Hokke Sanbu-kyo (Threefold Lotus) Sutra (法華三部経)
The "Hokke Sanbu-kyo (Threefold Lotus Sutra)" is a set of sutras of Mahayana Buddhism. It is referred as ten volumes of the Lotus Sutra, or The Lotus Sutra and Its Opening and Closing Sutras.
Furthermore, threefold refers here to the three sutras: "Muryo gikyo" (Sutra of Immeasurable Meanings), "Myoho-renge-kyo" (the Lotus Sutra) and, "Bussetsu Kanfugen bosatsu Gyoho-kyo" (Sutra of Meditation on the Bodhisattva Universal Virtue).
Summary
It is said that the theory of regarding the three sutras as a single sutra was originated in the ideas of Chigi. The details are as follows.

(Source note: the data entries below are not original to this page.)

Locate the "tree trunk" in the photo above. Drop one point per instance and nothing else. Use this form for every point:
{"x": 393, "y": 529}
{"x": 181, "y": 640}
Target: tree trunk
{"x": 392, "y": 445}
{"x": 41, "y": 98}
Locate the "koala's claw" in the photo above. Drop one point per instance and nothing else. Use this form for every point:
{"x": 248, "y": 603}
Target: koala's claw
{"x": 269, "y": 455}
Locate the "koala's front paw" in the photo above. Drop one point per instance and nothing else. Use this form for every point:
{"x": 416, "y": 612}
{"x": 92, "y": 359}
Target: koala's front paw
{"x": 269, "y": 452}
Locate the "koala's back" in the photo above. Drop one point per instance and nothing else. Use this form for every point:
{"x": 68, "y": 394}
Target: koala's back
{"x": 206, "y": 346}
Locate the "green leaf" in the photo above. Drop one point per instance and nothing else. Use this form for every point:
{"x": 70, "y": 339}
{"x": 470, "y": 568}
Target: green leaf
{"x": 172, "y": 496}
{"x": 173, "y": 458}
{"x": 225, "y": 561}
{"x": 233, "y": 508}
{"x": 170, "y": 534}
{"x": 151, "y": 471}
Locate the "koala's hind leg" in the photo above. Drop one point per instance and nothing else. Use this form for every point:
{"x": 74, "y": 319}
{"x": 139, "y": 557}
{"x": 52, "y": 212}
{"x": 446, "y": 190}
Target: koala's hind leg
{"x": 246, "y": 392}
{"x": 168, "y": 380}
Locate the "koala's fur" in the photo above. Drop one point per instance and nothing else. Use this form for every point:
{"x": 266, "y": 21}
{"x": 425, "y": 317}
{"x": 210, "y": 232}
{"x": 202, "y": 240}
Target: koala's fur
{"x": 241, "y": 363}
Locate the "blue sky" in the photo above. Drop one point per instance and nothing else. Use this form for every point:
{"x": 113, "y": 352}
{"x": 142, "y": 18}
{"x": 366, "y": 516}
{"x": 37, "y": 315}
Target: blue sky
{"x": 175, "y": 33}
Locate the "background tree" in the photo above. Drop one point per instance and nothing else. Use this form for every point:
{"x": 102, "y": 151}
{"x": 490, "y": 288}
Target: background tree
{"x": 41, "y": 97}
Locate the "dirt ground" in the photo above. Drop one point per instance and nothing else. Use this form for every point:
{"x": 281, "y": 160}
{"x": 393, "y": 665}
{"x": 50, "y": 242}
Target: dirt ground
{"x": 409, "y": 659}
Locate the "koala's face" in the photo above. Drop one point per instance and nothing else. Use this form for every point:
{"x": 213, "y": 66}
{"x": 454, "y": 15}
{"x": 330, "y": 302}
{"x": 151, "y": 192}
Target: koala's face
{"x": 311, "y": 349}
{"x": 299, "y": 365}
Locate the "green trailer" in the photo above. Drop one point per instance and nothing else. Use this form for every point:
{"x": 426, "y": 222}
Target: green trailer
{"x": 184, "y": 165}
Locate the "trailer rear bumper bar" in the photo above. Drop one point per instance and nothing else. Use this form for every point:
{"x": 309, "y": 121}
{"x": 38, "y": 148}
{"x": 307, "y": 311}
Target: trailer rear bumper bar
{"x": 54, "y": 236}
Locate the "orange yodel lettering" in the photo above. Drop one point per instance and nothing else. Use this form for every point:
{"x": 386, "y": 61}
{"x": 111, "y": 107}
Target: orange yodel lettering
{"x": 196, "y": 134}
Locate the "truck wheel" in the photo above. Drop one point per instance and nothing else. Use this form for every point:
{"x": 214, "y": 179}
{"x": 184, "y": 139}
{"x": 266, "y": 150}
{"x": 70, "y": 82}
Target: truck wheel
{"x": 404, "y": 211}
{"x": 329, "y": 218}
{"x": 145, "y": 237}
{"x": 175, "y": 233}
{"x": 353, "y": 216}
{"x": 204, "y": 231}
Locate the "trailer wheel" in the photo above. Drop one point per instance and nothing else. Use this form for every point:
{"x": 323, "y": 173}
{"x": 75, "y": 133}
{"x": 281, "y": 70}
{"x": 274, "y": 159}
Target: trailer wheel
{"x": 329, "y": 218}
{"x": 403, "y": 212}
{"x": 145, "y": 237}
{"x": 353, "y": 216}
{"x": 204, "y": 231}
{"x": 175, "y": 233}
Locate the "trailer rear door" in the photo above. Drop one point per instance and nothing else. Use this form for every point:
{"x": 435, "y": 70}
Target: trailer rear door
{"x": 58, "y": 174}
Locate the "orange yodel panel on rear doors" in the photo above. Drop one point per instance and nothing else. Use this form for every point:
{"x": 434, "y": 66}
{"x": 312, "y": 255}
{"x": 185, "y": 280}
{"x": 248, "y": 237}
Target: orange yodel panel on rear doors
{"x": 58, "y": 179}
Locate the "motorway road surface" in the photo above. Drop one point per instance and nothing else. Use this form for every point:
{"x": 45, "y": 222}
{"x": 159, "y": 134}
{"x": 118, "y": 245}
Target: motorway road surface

"Myoho-renge-kyo" (the Lotus Sutra) translated into Chinese by Kumarajiva is not complete by itself: it was constitutively translated as the main part of 'Lotus Sutra, the supreme teaching which Shakyamuni ultimately revealed.'
"Hokke Sanbu-kyo" translated by Kumarajiva is composed of the three following parts; one volume of "Muryo gikyo" (Sutra of Immeasurable Meanings) as the opening part of the sutra, twenty-eight chapters in eight volumes of "Myoho-renge-kyo" (the Lotus Sutra) as the main sutra, and one volume of "Bussetsu Kanfugen bosatsu Gyoho-kyo" (Sutra of Meditation on the Bodhisattva Universal Virtue) as the closing part.
Japan's Tendai Sect (Sanmon school and Jimon school) and various schools of Hokke sect, such as Nichiren Sect or Nichiren Shoshu school, regard the theory as their doctrine and the three sutras as the basis.